Handling the missing values: Imputation method is used to handle the missing values.
# Detect the outliers in all numeric variables using box-plot
boxplot(GDP_dp_3$`GDP (current US$) in 2007`, main = "Box plot of GDP in 2007")
boxplot(GDP_dp_3$`GDP (current US$) in 2017`, main = "Box plot of GDP in 2017")
boxplot(GDP_dp_3$GDP_growth, main = "Box plot of GDP growth in 2007 to 2017 for the country")
# Detect the outliers using z-scores
outliers_GDP_2007<-na.omit(GDP_dp_3$`GDP (current US$) in 2007`) #Exclude missing values
z.scores_a <- outliers_GDP_2007 %>% scores(type = "z")
summary(z.scores_a)
## Min. 1st Qu. Median Mean 3rd Qu. Max.
## -0.2716 -0.2707 -0.2668 0.0000 -0.2189 8.4305
outliers_GDP_2017<-na.omit(GDP_dp_3$`GDP (current US$) in 2017`)
z.scores_b <- outliers_GDP_2017 %>% scores(type = "z")
summary(z.scores_b)
## Min. 1st Qu. Median Mean 3rd Qu. Max.
## -0.2993 -0.2982 -0.2932 0.0000 -0.2411 8.5029
outliers_GDP_growth<-na.omit(GDP_dp_3$GDP_growth)
z.scores_c <- outliers_GDP_growth %>% scores(type = "z")
summary(z.scores_c)
## Min. 1st Qu. Median Mean 3rd Qu. Max.
## -1.6587 -0.7129 -0.2283 0.0000 0.5634 5.8823
#to locate the outliers in GDP growth rate variable
head(which(abs(z.scores_c)>3))
## [1] 64 114 151 232
#total number of outliers according to the z-score
length(which(abs(z.scores_c)>3))
## [1] 4
cap <- function(x){
quantiles <- quantile( x, c(.05, 0.25, 0.75, .95))
x[ x < quantiles[2] - 1.5*IQR(x) ] <- quantiles[1]
x[ x > quantiles[3] + 1.5*IQR(x) ] <- quantiles[4]
x
}
outliers_GDP_growth_Cap<- outliers_GDP_growth%>% cap()
summary(outliers_GDP_growth_Cap)
## Min. 1st Qu.
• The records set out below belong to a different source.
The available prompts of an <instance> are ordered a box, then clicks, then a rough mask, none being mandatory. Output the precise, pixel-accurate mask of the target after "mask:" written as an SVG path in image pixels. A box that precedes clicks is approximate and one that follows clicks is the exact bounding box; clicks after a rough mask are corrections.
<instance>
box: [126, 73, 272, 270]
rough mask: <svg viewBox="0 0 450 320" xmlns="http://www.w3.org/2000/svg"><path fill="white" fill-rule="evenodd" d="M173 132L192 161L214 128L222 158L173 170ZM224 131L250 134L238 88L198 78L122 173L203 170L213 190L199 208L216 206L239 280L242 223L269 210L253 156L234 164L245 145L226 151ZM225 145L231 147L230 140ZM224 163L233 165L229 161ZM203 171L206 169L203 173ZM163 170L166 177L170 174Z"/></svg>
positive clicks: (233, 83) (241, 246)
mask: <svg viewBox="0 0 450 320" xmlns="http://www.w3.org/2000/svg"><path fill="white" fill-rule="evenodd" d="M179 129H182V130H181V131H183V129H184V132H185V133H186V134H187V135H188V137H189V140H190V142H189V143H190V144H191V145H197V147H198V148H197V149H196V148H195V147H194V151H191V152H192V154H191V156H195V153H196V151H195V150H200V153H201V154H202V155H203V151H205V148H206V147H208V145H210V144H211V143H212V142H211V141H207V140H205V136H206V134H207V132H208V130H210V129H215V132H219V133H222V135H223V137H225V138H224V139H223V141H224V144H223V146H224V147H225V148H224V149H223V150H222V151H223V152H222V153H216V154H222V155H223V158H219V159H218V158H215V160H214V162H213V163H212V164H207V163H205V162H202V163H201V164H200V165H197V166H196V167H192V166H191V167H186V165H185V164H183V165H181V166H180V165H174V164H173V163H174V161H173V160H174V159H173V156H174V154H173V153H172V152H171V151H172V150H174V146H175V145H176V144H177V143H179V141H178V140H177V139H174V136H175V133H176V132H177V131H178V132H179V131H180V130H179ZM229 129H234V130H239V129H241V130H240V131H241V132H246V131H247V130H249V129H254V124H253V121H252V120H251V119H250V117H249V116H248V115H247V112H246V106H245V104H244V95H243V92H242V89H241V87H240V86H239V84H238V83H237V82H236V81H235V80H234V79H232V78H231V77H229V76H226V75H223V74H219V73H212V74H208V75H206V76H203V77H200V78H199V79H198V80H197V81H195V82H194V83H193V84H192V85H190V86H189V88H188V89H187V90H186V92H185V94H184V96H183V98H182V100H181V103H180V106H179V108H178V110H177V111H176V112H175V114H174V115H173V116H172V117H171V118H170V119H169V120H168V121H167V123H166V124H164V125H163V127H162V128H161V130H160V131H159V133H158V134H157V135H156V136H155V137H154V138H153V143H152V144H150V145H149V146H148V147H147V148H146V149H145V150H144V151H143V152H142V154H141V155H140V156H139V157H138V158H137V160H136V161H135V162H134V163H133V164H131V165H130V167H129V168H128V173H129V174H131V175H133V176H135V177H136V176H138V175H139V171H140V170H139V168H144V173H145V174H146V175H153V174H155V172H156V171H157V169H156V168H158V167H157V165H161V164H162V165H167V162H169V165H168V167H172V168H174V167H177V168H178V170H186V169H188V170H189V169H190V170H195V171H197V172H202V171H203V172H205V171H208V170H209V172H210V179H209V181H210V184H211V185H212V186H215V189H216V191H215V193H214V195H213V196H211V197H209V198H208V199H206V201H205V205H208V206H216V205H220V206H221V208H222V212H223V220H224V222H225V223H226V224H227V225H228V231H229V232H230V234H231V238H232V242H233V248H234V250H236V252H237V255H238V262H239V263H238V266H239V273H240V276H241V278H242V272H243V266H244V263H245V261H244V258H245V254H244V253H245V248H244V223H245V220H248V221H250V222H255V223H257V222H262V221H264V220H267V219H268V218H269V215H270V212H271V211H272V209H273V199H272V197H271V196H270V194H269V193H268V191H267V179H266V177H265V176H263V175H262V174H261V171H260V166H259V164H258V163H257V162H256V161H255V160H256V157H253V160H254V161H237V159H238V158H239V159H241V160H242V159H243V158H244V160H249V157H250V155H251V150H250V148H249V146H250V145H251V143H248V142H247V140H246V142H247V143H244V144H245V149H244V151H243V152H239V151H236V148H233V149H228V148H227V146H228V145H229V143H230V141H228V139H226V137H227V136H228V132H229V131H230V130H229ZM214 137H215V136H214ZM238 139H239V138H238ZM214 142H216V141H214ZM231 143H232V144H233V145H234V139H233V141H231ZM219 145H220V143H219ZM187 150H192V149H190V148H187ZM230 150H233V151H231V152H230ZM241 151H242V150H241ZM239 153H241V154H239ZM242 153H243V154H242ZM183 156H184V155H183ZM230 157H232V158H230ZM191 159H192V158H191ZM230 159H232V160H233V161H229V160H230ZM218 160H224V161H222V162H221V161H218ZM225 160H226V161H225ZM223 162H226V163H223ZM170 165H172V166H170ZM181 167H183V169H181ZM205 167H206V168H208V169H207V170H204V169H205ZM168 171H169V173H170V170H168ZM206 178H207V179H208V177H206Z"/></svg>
Median Mean 3rd Qu. Max.
## -43.56 19.27 51.45 63.26 104.05 213.68
#Mathematical Operations transformation
hist(GDP_dp_3$GDP_growth, main = "Histogram of GDP growth rate in percentge in last 10 years",col="lightblue")
hist(sqrt(GDP_dp_3$GDP_growth), main = "GDP growth rate in percentge in last 10 years by sqrt",col="pink")
## Warning in sqrt(GDP_dp_3$GDP_growth): NaNs produced
I have performed the data alteration via mathematical methods to reduce the skewness and modify the distribution into a normal distribution. The distribution of the numeric variable (GDP growth) as shown in the histogram is a quite right-skewed. One of the advised methods to lower the right skewness in the spread by taking the square root.